File metadata and controls

155 lines (77 loc) · 5.04 KB

Kafka Broker Configuration

Java Version

  • Recommend the latest released version of JDK 1.8, -- LinkedIn is currently running JDK 1.8 u5.

JVM Configuration

  • Here is a sample for KAFKA_JVM_PERFORMANCE_OPTS

    -Xmx8g -Xms8g -XX:MetaspaceSize=96m -XX:+UseG1GC -XX:MaxGCPauseMillis=20 -XX:InitiatingHeapOccupancyPercent=35 -XX:G1HeapRegionSize=16M -XX:MinMetaspaceFreeRatio=50 -XX:MaxMetaspaceFreeRatio=80

Deployment

  • In at least three data centers with high bandwidth and low latency between them. (Commonly, using three availability zones inside one region of a cloud provider)

    • IMPORTANT: the latency/bandwidth between brokers could highly impact the throughput/latency of a producer client.
  • rack.id could be used to identify brokers from different data centers.

Functionality

  • Controller

    • Maintains leaders/replicas info for partitions.
  • Partition Replicas

    • Leader replica

      • All produce/consume requests go through the leader.
    • In-Sync Replica

      • Replicas that are continuously asking for the latest messages; has caught up to the most recent message in 10 seconds (replica.lag.time.max.ms).

      • The preferred in-sync replica would be promoted to new leader while the previous one fails.

OS tuning

(Use sysctl, or edit /etc/sysctl.conf for permanent change)

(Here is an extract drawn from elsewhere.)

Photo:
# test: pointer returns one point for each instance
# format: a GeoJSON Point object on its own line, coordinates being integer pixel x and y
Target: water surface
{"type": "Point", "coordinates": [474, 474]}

  • File descriptor limits

    • fs.file-max

    • Recommended 100000 or higher.

  • Maximum number of memory map areas for a process

    • vm.max_map_count

    • Each log segment uses 2 map areas.

  • Virtual memory

    • It's best to avoid swapping at all costs.

    • Set vm.swappiness to a very low value (e.g, 1).

  • Dirty page

    • vm.dirty_background_ratio=5, is appropriate in many situations.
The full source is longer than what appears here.